The PhD in Neuroscience is an intrinsically multidisciplinary course, enrolling students with different backgrounds and experiences. Therefore, PhD students will need to attend courses and seminars held by experts from different areas to become acquainted with different fields of enquiry and methodologies. Theoretical activities include both basic and advanced courses and should be preferably followed during the first and second year of the Doctoral programme (see Syllabus). The list of courses, seminars and workshops is made available every year and is provided here (link a Courses).

Students will also be encouraged to participate in educational activities outside the Doctoral course, including scientific conferences, workshops and summer schools, as well as to take an active role in the organization of in-house meetings and other scientific events.

Training activities complementary to research are made available to PhD students to increase their networking and communication capacities and improve career opportunities in the academic and non-academic environments.

Examples of such complementary learning include:

  • advanced scientific English
  • communication and public engagement
  • methods for bibliographic research
  • biostatistics and data management
  • research ethics
  • fundraising
  • enhancement of research and intellectual property


The PhD School manages some of these activities.

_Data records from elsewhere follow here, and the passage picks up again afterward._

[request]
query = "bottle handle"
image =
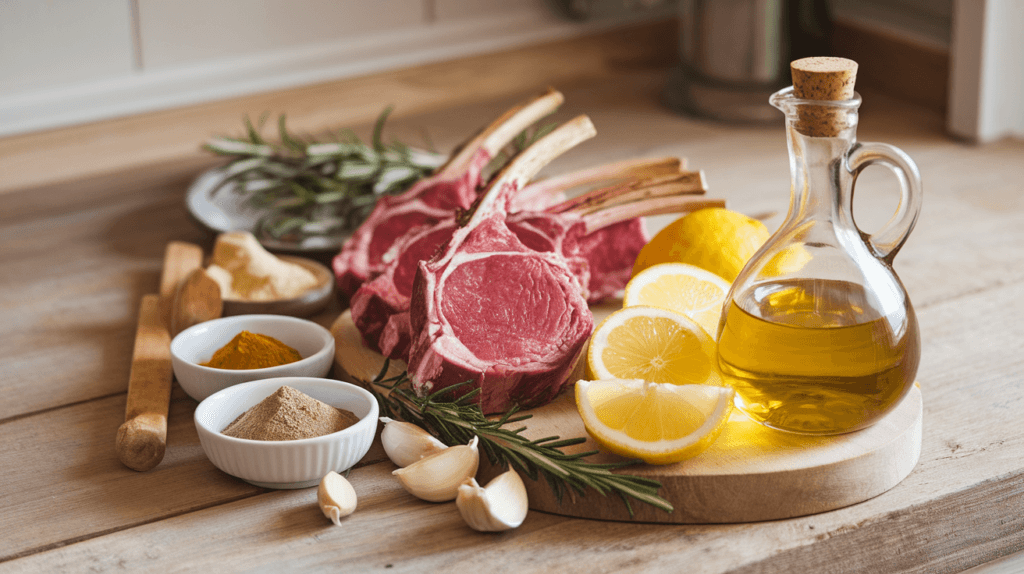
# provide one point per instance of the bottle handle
(891, 237)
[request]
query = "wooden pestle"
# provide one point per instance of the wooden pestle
(823, 79)
(142, 438)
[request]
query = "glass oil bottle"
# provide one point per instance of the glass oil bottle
(817, 335)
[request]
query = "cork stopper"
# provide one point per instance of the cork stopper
(828, 79)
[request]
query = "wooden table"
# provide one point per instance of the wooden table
(76, 258)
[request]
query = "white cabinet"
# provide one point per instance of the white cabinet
(176, 33)
(50, 44)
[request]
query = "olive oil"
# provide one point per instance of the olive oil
(814, 356)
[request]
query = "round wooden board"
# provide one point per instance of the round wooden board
(750, 474)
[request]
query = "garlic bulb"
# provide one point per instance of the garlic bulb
(500, 505)
(406, 443)
(336, 497)
(436, 478)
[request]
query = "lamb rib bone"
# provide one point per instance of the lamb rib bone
(452, 187)
(542, 193)
(491, 311)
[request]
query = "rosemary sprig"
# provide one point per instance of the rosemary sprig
(317, 187)
(456, 423)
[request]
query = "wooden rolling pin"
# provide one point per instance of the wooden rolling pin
(142, 438)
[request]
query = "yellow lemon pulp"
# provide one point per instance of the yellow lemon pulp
(678, 287)
(655, 345)
(715, 238)
(656, 423)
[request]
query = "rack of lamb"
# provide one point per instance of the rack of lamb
(599, 232)
(453, 187)
(492, 311)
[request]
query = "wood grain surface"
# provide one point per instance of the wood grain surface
(750, 474)
(77, 258)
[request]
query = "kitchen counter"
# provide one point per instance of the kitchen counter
(76, 258)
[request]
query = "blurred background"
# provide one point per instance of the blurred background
(67, 63)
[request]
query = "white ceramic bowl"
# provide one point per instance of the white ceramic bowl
(292, 464)
(197, 344)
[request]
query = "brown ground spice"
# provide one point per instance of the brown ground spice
(290, 414)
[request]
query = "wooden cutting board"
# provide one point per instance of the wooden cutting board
(750, 474)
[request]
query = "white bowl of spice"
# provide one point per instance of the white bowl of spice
(217, 354)
(288, 432)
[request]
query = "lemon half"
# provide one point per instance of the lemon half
(715, 238)
(656, 423)
(679, 287)
(652, 344)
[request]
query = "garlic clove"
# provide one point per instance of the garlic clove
(436, 478)
(336, 497)
(406, 443)
(500, 505)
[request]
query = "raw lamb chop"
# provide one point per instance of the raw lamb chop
(454, 186)
(599, 248)
(492, 311)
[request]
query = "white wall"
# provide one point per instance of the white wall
(987, 71)
(68, 61)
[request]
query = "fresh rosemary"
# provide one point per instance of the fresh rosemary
(317, 187)
(456, 423)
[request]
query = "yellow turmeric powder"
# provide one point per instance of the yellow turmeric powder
(251, 350)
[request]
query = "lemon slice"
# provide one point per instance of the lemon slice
(715, 238)
(652, 344)
(658, 424)
(696, 293)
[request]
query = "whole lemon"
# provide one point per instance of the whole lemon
(715, 238)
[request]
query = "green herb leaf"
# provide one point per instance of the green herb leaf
(457, 422)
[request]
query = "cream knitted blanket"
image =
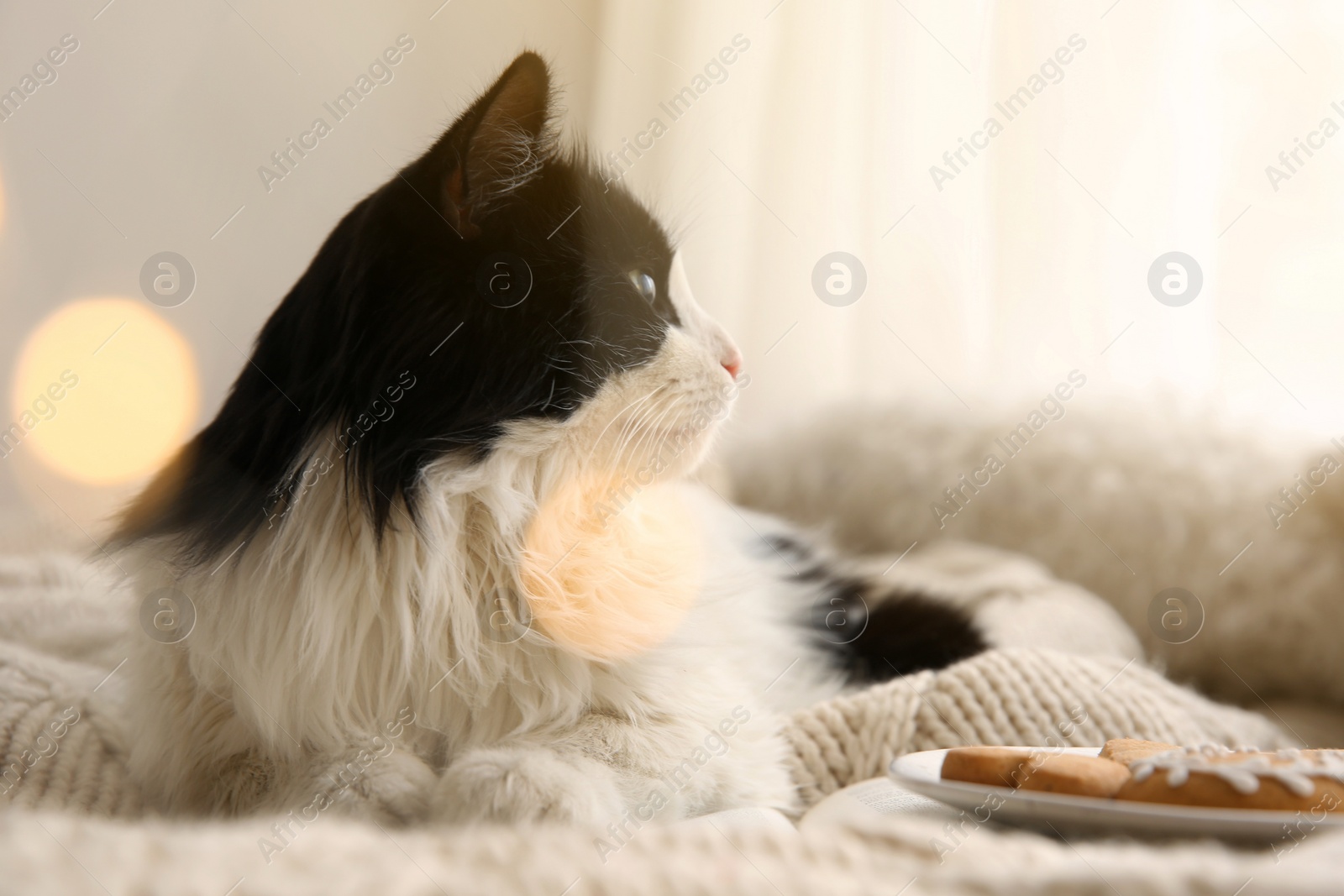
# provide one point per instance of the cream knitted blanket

For more information, visit:

Progress in the research plan is evaluated by the PhD scientific board based on written reports (yearly) and oral presentations (at the end of the first year and during the last year). At the end of each academic year (1st,2nd and 3rd year), students are required to submit to the scientific board a written report describing their research activity as well as formative activities they have attended (Annual Report). At the end of the first year, students also give oral presentations in which they present their research project to the scientific board and to other students.

To be admitted to thesis defense, each student is expected to have published as first author at least one publication related to the thesis in an indexed journal. The scientific board deliberates admission to thesis defense based on a written report (Pre-Thesis Report) and an oral progress report. See deadlines for submission of reports and the progress report schedule (link to Deadlines opens in new page)

Students who have been admitted to thesis defense are requested to send the final draft of their thesis to the PhD coordinator. The thesis should be accompanied by a brief summary (link in open page to file Pre-thesis_Report) and a list of publications. The coordinator will submit the thesis to two external reviewers. Reviewers, who should also be members of the thesis defense committee, are expected to submit their report within one month.

Students can choose to include publications as part of their thesis. In this case, each publication should be accompanied by an introduction and conclusion, in order to place the publication within the structure of the thesis. Submitted and in proof articles should be included in a format comparable to monograph thesis content.